SHapley Additive exPlanations
Description
SHAP explains model predictions by quantifying how much each input feature contributes to the outcome. It assigns an importance score to every feature, indicating whether it pushes the prediction towards or away from the average. The method systematically evaluates how predictions change as features are included or excluded, drawing on game theory concepts to ensure a fair distribution of contributions.
Example Use Cases
Explainability
Analysing a customer churn prediction model to understand why a specific high-value customer was flagged as likely to leave, revealing that recent support ticket interactions and declining purchase frequency were the main drivers.
Fairness
Auditing a loan approval model by comparing SHAP values for applicants from different demographic groups, ensuring that protected characteristics like race or gender do not have an undue influence on credit decisions.
Reliability
Validating a medical diagnosis model by confirming that its predictions are based on relevant clinical features (e.g., blood pressure, cholesterol levels) rather than spurious correlations (e.g., patient ID or appointment time), thereby improving model reliability.
Limitations
- Assumes feature independence, which can produce misleading explanations when features are highly correlated, as the model may attribute importance to features that are merely proxies for others.

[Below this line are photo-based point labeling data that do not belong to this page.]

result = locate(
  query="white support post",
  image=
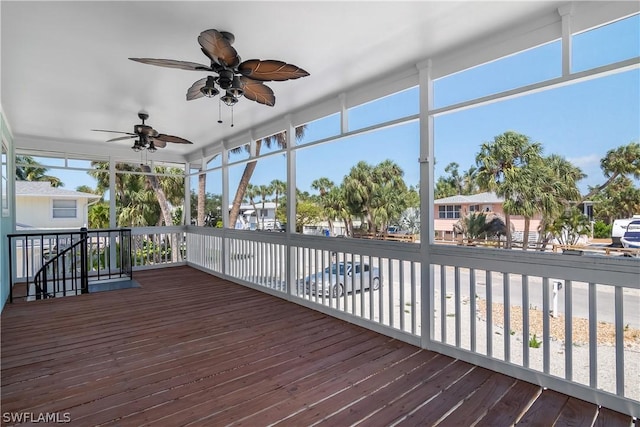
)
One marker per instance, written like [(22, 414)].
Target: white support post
[(556, 290), (291, 203), (426, 200), (186, 212), (112, 209), (344, 114), (225, 210), (566, 13)]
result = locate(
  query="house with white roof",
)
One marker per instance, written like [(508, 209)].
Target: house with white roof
[(449, 210), (41, 206), (263, 217)]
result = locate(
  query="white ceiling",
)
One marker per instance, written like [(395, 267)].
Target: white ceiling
[(65, 68)]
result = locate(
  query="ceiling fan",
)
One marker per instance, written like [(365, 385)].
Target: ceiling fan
[(147, 137), (233, 77)]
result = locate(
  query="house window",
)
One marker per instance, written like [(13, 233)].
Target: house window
[(65, 209), (449, 211)]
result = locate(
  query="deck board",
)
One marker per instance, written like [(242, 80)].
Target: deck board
[(189, 348)]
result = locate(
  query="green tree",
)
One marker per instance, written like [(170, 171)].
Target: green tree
[(98, 215), (279, 189), (506, 166), (324, 186), (619, 199), (621, 161), (307, 212), (28, 169), (569, 227), (280, 140), (264, 191)]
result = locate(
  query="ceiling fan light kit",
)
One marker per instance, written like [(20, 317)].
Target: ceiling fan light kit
[(147, 137), (233, 77)]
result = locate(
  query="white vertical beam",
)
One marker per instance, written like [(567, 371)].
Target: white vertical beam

- Computationally expensive for models with many features or large datasets, as the number of required predictions grows exponentially with the number of features.
- The choice of background dataset for generating explanations can significantly influence the results, requiring careful selection to ensure a representative baseline.
- Global explanations derived from averaging local SHAP values may obscure important heterogeneous effects where features impact subgroups of the population differently.
Resources
Research Papers
An empirical study of the effect of background data size on the stability of SHapley Additive exPlanations (SHAP) for deep learning models
Nowadays, the interpretation of why a machine learning (ML) model makes certain inferences is as crucial as the accuracy of such inferences. Some ML models like the decision tree possess inherent interpretability that can be directly comprehended by humans. Others like artificial neural networks (ANN), however, rely on external methods to uncover the deduction mechanism. SHapley Additive exPlanations (SHAP) is one of such external methods, which requires a background dataset when interpreting ANNs. Generally, a background dataset consists of instances randomly sampled from the training dataset. However, the sampling size and its effect on SHAP remain to be unexplored. In our empirical study on the MIMIC-III dataset, we show that the two core explanations - SHAP values and variable rankings fluctuate when using different background datasets acquired from random sampling, indicating that users cannot unquestioningly trust the one-shot interpretation from SHAP. Luckily, such fluctuation decreases with the increase of the background dataset size. Also, we notice an U-shape in the stability assessment of SHAP variable rankings, demonstrating that SHAP is more reliable in ranking the most and least important variables compared to moderately important ones. Overall, our results suggest that users should take into account how background data affects SHAP results, with improved SHAP stability as the background sample size increases.